Palo Alto sees rise in property crimes during 2012

Jan. 22, 2013, 11:55 p.m.

Palo Alto saw a spike in property crimes during 2012, with a 52-percent increase in residential burglaries since 2011, a 26-percent increase in automobile thefts and an 11-percent increase in larceny, according to the Palo Alto Police Department (PAPD). Nine residential burglaries have been reported in 2013, according to a map published on the PAPD website last updated on Jan. 18.

(LAUREN WILSON/The Stanford Daily)
(LAUREN WILSON/The Stanford Daily)

Although the PAPD has not identified a cause for the increase in crime, PAPD Sergeant Brian Philip said that it might be because Palo Alto citizens have gained a reputation as easy targets, an issue that he said many cities along the Peninsula face.
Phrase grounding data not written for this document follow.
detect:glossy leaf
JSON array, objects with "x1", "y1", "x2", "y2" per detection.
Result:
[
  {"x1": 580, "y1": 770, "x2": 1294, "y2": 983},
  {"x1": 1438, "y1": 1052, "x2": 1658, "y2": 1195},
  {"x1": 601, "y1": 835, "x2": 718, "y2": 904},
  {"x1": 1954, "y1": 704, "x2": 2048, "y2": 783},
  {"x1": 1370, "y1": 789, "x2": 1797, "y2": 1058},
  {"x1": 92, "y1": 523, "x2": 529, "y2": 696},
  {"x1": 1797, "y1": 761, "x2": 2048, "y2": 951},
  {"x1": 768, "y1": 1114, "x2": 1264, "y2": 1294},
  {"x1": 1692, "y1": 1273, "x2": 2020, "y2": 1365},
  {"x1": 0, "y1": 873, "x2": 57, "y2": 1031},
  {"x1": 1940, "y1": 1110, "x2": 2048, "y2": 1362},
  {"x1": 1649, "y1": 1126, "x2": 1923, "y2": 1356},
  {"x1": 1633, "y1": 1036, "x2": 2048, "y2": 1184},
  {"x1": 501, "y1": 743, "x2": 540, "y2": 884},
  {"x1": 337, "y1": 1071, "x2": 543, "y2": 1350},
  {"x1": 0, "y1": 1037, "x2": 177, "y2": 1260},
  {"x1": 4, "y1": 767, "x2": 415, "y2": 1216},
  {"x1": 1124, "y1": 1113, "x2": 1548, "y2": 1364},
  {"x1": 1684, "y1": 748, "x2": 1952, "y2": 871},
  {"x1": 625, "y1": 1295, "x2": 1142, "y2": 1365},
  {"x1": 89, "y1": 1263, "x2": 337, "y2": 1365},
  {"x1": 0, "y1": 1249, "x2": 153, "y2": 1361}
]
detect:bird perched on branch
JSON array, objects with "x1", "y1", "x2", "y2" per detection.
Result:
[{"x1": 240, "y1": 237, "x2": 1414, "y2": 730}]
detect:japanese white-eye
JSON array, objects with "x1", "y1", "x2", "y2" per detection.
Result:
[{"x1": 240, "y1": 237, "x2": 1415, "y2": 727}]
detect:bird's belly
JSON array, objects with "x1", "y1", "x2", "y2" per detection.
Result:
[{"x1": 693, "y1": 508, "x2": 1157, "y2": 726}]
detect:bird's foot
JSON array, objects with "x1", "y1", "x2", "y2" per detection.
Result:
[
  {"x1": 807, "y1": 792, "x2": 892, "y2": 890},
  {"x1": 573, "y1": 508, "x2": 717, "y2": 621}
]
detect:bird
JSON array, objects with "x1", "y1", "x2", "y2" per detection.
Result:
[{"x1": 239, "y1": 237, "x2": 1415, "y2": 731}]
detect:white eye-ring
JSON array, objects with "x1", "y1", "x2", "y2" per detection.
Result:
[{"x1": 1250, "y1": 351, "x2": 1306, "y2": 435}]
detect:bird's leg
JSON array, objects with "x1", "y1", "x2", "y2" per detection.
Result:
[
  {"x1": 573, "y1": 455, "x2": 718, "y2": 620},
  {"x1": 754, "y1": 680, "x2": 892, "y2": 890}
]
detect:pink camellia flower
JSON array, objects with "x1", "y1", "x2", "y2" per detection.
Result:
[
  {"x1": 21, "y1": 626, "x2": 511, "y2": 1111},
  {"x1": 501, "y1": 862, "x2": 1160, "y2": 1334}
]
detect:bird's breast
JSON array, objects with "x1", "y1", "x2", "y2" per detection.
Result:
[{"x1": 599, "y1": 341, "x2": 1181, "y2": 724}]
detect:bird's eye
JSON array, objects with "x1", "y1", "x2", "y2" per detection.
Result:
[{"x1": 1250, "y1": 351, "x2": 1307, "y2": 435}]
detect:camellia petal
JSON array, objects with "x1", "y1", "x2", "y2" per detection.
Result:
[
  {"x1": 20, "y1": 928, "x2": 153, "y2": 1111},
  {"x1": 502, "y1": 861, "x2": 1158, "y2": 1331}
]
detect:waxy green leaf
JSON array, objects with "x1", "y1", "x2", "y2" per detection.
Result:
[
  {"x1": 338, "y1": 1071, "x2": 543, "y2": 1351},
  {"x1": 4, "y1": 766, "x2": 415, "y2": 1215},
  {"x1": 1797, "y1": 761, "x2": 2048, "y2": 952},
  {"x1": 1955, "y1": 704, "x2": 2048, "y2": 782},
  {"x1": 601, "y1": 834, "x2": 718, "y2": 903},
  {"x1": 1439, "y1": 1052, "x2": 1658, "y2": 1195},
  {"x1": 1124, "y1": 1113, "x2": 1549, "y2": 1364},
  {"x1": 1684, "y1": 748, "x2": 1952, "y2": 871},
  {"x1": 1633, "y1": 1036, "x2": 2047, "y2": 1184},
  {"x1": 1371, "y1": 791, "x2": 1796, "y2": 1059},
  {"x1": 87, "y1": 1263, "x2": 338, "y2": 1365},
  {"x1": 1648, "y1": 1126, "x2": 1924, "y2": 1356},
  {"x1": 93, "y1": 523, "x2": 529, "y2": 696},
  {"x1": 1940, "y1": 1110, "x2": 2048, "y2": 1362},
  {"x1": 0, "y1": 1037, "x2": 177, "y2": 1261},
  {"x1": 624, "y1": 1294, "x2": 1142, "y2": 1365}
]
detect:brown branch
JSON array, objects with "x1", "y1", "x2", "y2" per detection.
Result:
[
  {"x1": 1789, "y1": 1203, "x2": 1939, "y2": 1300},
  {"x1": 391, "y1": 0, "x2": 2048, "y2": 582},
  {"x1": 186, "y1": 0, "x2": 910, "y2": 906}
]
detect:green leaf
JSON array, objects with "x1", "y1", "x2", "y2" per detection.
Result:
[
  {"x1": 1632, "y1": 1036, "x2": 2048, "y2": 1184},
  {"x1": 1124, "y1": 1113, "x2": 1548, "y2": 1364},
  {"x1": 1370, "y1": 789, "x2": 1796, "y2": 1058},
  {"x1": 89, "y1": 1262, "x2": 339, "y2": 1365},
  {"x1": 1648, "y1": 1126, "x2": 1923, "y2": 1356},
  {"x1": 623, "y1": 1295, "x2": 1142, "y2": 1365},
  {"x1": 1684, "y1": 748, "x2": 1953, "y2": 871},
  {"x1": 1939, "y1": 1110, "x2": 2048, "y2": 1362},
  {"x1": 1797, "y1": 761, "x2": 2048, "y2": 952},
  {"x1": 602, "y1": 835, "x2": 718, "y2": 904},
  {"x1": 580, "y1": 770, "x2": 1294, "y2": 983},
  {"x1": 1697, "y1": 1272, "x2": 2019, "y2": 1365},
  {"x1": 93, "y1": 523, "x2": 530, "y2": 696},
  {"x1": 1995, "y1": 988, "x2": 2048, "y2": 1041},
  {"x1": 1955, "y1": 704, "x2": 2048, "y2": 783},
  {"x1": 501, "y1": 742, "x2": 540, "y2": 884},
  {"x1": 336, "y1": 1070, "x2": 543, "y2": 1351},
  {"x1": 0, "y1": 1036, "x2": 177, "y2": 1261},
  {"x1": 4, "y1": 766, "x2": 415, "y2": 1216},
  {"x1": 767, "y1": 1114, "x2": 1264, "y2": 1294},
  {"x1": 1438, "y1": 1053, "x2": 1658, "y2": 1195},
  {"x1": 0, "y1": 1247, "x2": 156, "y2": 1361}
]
“From what we have heard from suspects we have arrested, our cities are considered what they call ‘softer targets,’” Philip said. “Word is out on the streets that Peninsula cities are good places to go get stuff.”

Some Stanford students also share the perception that Palo Alto is a safe and generally crime-free city.

“I haven’t ever felt unsafe there,” said Ariana Bhatia ’16, who goes into Palo Alto approximately twice a month. “You always have to be aware of what is going on around you in any city, but I feel like it is pretty safe there so far.”

Laura Kurt ’14, who goes into Palo Alto about three times a week, said that she has “always felt safe” in Palo Alto, especially on University Avenue. However, she has known friends who have had their bike seats or other parts stolen while the bike was parked at the Palo Alto Caltrain station.

Stanford students have been most affected by auto burglaries, bike thefts and petty thefts, according to Philip.

Students who go into Palo Alto are often the victims of laptop theft or pickpocketing in restaurants, he said. Thieves sit at tables near students and wait for an opportunity to pickpocket their purses, wallets and bags.

The Stanford Shopping Center was also a target area for auto burglaries during the 2012 holiday season, Philip said. Many of the victimized shoppers left their purchases in plain view in the parking lot.

“People like to come here and shop here and eat here, we get a lot of traffic on weekend and that causes our property crimes to go up,” he said.

There were 48 reported automobile thefts in 2012, an increase from the 38 reported thefts in 2011. The number of larcenies, including thefts of items from vehicles, also increased from 943 in 2011 to 1043 in 2012.

“Auto burglaries have been absolutely off the charts,” Philip said. “The [thieves] are hammering our downtown public parking lots.”

However, residential burglaries worry the PAPD the most. Police were especially concerned by a recent series of stealthy burglaries, in which criminals entered houses while the victims were sleeping and sometimes used the victims’ vehicles to escape.

“Those [cat burglaries] were really concerning because if the residents encountered the bad guys in their house, you can end up with more of a home invasion,” Philip said.

Burglars haven’t been targeting any specific area for an extended period of time, Philip said. He said that the most commonly victimized areas vary month-by-month, with a recent increase in burglaries in the south end of Palo Alto between the Oregon Expressway and San Antonio Road.

Residents also often make themselves vulnerable to burglaries by leaving electronics visible in their cars, leaving house windows open and leaving doors unlocked. The PAPD estimated that in the 149 residential burglaries in 2011, 64 percent of burglars gained entrance to the home through unlocked doors or windows.

Philip noted that negligence on the part of homeowners was only one of multiple possible factors for the rise in property crimes recently; other explanations include budgetary constraints in the penitentiary system that have caused more criminals to be released on supervision rather than serving jail time, as well as a depressed economic climate.

“We’ve looked at the economy being part of the issue with people being out of work and looking for easy ways to make money,” Philip said. “The price of gold seems to be a huge factor. In a lot of these residential burglaries, gold and jewelry are being taken.”

Despite the property crime theft, Palo Alto’s violent crime statistics remain far below the national average. In fact, 2012 marked the third consecutive year with zero homicides in Palo Alto.